Yohimbine Promotes Cardiac NE Release and Prevents LPS-Induced Cardiac Dysfunction via Blockade of Presynaptic α(2A)-Adrenergic Receptor

Myocardial depression is an important contributor to mortality in sepsis. We have recently demonstrated that α(2)-adrenoceptor (AR) antagonist, yohimbine (YHB), attenuates lipopolysaccharide (LPS)-induced myocardial depression. However, the mechanisms for this action of YHB are unclear. Here, we demonstrated that YHB decreased nitric oxide (NO) and tumor necrosis factor-alpha (TNF-α) levels in the myocardium and plasma, attenuated cardiac and hepatic dysfunction, but not kidney and lung injuries in endotoxemic mice. Immunohistochemical analysis revealed that cardiac α(2A)-AR was mostly located in sympathetic nerve presynaptic membrane; YHB decreased cardiac α(2A)-AR level and promoted cardiac norepinephrine (NE) release in endotoxemic mice.

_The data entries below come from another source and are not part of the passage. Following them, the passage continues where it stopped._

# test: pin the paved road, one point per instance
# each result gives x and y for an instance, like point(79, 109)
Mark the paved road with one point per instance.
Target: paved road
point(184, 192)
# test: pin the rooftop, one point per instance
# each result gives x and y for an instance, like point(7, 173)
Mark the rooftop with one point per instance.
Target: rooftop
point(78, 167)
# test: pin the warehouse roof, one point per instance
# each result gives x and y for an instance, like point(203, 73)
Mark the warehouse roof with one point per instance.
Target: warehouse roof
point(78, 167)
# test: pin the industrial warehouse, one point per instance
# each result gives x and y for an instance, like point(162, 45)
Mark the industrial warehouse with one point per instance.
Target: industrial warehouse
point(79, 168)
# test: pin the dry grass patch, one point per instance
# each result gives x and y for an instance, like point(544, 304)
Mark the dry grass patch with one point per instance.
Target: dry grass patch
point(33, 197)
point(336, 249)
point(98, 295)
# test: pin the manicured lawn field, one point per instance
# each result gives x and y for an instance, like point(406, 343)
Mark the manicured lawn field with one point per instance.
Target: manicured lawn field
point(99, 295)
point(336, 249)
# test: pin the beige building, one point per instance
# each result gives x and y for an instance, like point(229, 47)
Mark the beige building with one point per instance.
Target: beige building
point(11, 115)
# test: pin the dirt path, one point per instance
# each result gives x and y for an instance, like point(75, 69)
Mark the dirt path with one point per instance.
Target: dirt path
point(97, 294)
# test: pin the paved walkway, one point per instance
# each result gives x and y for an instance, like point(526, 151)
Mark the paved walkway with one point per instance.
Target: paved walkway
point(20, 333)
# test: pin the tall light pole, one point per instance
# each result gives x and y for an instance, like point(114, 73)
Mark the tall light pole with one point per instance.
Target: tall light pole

Reserpine that exhausted cardiac NE without markedly decreasing plasma NE level abrogated the inhibitory effects of YHB on cardiac TNF-α and iNOS expression as well as cardiac dysfunction, but not the suppressive effects of YHB on plasma TNF-α and NO elevation in LPS-challenged mice. Furthermore, both reserpine and YHB significantly inhibited LPS-induced myocardial apoptosis. α(1)-AR, β(2)-AR, but not β(1)-AR antagonists reversed the inhibitory effect of YHB on LPS-stimulated myocardial apoptosis. However, β(1)-AR antagonist attenuated LPS-caused cardiomyocyte apoptosis, partly abolished the protective effect of YHB on the left ventricular ejection fraction in endotoxemic mice. Altogether, these findings indicate that YHB attenuates LPS-induced cardiac dysfunction, at least in part, through blocking presynaptic α(2A)-AR and thus increasing cardiac NE release. YHB-elevated cardiac NE improves cardiac function via suppressing cardiac iNOS and TNF-α expression, activating β(1)-AR and inhibiting cardiomyocyte apoptosis through α(1)- and β(2)-AR in endotoxemic mice. However, cardiac β(1)-AR activation promotes LPS-induced cardiomyocyte apoptosis.